Axis Tour: Word Tour Determines the Order of Axes in ICA-transformed Embeddings
Hiroaki Yamagiwa, Yusuke Takase, Hidetoshi Shimodaira
TL;DR
Axis Tour addresses the arbitrariness of axis ordering in ICA-transformed word embeddings by proposing an axis-order optimization that maximizes semantic continuity. It constructs axis embeddings from the top-$k$ words per axis and solves a traveling salesman problem to order axes, then reduces dimensionality by projecting consecutive axes weighted by axis skewness.
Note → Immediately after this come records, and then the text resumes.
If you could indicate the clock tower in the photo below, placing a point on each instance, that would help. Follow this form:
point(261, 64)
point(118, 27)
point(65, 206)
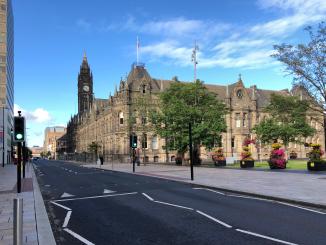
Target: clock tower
point(85, 87)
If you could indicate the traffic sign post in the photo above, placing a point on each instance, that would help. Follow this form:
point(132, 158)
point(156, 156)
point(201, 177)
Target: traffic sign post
point(133, 146)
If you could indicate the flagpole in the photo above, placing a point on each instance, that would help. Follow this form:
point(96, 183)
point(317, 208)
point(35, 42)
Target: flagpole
point(137, 51)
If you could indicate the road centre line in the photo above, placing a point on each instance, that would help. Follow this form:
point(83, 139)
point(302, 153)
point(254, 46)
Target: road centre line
point(165, 203)
point(80, 238)
point(61, 206)
point(94, 197)
point(174, 205)
point(65, 223)
point(214, 219)
point(266, 237)
point(218, 192)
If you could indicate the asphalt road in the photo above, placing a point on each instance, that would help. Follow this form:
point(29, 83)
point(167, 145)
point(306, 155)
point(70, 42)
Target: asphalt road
point(94, 206)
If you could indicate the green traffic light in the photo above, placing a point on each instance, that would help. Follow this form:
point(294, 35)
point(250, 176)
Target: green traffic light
point(19, 136)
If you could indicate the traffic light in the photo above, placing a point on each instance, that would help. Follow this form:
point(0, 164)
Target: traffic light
point(19, 129)
point(133, 141)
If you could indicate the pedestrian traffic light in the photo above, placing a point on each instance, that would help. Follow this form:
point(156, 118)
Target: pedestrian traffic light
point(19, 129)
point(133, 141)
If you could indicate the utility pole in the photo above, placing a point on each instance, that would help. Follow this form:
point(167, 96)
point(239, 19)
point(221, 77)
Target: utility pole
point(3, 137)
point(194, 60)
point(191, 154)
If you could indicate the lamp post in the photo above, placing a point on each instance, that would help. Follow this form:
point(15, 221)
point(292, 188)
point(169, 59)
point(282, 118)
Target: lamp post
point(3, 136)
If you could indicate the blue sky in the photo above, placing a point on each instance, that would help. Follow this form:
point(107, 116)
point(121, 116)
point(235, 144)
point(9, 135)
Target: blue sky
point(234, 36)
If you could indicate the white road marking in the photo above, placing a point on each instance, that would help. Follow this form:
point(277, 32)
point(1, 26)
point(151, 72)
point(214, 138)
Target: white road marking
point(307, 209)
point(106, 191)
point(218, 192)
point(61, 206)
point(148, 197)
point(65, 194)
point(94, 197)
point(174, 205)
point(80, 238)
point(248, 197)
point(266, 237)
point(214, 219)
point(65, 223)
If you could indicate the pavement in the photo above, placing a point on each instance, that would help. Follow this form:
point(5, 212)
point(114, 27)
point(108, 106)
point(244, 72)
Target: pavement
point(101, 206)
point(301, 187)
point(36, 226)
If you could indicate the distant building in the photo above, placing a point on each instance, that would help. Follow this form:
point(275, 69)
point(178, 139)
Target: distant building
point(6, 79)
point(51, 135)
point(36, 151)
point(109, 122)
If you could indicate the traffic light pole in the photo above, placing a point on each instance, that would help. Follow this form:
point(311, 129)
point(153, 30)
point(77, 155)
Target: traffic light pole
point(133, 160)
point(191, 154)
point(24, 158)
point(19, 149)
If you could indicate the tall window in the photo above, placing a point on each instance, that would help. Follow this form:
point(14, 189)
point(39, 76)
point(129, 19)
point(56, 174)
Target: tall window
point(244, 120)
point(154, 143)
point(144, 141)
point(237, 120)
point(232, 142)
point(120, 118)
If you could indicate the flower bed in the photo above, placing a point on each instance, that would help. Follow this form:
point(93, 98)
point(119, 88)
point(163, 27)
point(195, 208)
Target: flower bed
point(277, 157)
point(315, 162)
point(246, 156)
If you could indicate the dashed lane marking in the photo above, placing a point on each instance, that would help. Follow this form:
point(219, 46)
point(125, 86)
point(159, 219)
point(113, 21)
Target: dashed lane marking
point(265, 237)
point(214, 219)
point(94, 197)
point(79, 237)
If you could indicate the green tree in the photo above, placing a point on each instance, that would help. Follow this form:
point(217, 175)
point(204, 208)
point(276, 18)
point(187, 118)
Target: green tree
point(184, 103)
point(94, 147)
point(307, 62)
point(287, 121)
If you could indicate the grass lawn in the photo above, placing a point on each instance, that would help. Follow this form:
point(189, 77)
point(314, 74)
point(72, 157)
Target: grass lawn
point(292, 164)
Empirical results across static and dynamic embeddings show improved axis continuity and competitive downstream performance in analogy, similarity, and categorization tasks, with GPT-model evaluations confirming more coherent axis relationships. This work enhances interpretability and usability of ICA-based word embeddings, offering a principled approach to preserve axis similarities in low-dimensional representations.
Abstract
Word embedding is one of the most important components in natural language processing, but interpreting high-dimensional embeddings remains a challenging problem. To address this problem, Independent Component Analysis (ICA) is identified as an effective solution. ICA-transformed word embeddings reveal interpretable semantic axes; however, the order of these axes are arbitrary. In this study, we focus on this property and propose a novel method, Axis Tour, which optimizes the order of the axes. Inspired by Word Tour, a one-dimensional word embedding method, we aim to improve the clarity of the word embedding space by maximizing the semantic continuity of the axes. Furthermore, we show through experiments on downstream tasks that Axis Tour yields better or comparable low-dimensional embeddings compared to both PCA and ICA.